This pipeline is for the processing of paired-end single-cell RNA sequencing. The pipeline takes individual FASTQs for each cell as input and proceeds to trim, map, filter and count the reads. Then using this counts table it produces a Seurat object with the data. Standard outputs include counts tables, metadata files, QC plots, and the Seurat object.
Pipeline uses TrimGalore to trim the samples as well as run fastQC on the reads. Outputs gzipped trimmed FASTQs, a trimming report, and fastqc reports.
Pipeline runs FastQ screen on the trimmed reads and produces even more QC reports.
This pipeline uses HISAT2 to map the reads to a genome of choice. Location of HISAT tool, genome index and GTF file needs to be specified in the config file. Rule is currently set up to run HISAT2 over 12 threads, but that can be changed in the align.smk rule. HISAT2 outputs SAM files by default, so an extra step is added to convert the SAM files into BAM files.
Uses featureCounts to count the mapped reads. Location of GTF file needs to be specified in the config file.
This is a custom R script to filter the counts. Options to filter out mitochondrial genes and filter by biotype need to be specified in the config file. Also outputs a sample metadata file connecting the sample name, output bam, and cell name. Also outputs a gene metadata file containing chromosome location information, ensembl ID, and gene name for all genes in dataset.

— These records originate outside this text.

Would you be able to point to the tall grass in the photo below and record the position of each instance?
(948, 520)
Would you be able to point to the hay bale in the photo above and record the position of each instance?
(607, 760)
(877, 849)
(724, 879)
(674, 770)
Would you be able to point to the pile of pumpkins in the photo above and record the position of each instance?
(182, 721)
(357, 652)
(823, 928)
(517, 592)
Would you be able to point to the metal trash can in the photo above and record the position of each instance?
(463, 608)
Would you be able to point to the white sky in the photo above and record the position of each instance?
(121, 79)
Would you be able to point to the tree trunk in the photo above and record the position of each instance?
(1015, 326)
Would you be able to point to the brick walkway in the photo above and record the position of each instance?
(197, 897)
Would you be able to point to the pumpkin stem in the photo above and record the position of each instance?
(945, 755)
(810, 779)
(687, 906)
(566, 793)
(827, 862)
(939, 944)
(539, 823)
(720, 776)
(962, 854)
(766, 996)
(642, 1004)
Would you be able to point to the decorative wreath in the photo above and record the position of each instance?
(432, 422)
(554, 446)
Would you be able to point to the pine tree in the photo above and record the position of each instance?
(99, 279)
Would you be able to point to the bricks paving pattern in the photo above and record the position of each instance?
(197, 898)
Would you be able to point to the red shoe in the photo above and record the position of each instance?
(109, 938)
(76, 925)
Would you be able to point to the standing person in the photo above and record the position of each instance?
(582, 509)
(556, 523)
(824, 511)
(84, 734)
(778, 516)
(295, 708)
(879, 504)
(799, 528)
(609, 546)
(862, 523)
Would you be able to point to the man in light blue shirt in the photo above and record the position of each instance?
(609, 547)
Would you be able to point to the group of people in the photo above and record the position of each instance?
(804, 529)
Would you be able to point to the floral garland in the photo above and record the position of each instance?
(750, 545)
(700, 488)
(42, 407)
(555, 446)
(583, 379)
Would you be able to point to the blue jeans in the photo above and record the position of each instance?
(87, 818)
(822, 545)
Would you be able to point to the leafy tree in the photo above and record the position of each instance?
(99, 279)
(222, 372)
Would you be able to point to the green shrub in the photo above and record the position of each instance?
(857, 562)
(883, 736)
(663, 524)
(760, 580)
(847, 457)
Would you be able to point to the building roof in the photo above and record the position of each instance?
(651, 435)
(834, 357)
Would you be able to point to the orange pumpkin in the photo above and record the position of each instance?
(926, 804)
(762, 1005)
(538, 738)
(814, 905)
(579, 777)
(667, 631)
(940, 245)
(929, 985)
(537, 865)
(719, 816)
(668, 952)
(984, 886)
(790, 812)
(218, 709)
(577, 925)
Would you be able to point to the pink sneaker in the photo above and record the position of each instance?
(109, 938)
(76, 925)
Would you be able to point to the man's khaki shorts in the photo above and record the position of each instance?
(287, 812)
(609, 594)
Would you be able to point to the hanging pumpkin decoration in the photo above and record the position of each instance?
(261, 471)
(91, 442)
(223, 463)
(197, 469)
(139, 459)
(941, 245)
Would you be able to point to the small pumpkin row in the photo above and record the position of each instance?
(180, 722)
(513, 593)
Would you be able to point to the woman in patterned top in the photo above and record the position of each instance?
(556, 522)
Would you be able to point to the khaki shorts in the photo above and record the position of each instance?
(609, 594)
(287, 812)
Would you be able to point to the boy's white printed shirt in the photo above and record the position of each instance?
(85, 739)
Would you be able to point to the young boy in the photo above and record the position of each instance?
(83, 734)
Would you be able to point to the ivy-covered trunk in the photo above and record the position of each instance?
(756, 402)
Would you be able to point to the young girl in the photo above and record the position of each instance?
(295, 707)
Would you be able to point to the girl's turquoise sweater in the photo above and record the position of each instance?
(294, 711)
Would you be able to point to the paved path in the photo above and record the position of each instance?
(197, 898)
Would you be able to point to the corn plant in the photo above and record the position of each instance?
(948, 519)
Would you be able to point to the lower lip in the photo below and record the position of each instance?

This takes the filtered count table and creates a Seurat Object using it. Produces QC plots as well as filters the Seurat object based on parameters that need to be set in the config file. There is also an option to integrate different sample together in the Seurat object. It will then cluster the dataset and produce UMAPs as well as output differential expression heatmaps. It also produces a second Seurat object which has the effects of cell cycle removed and does the same clustering and differential expression analysis on this second object.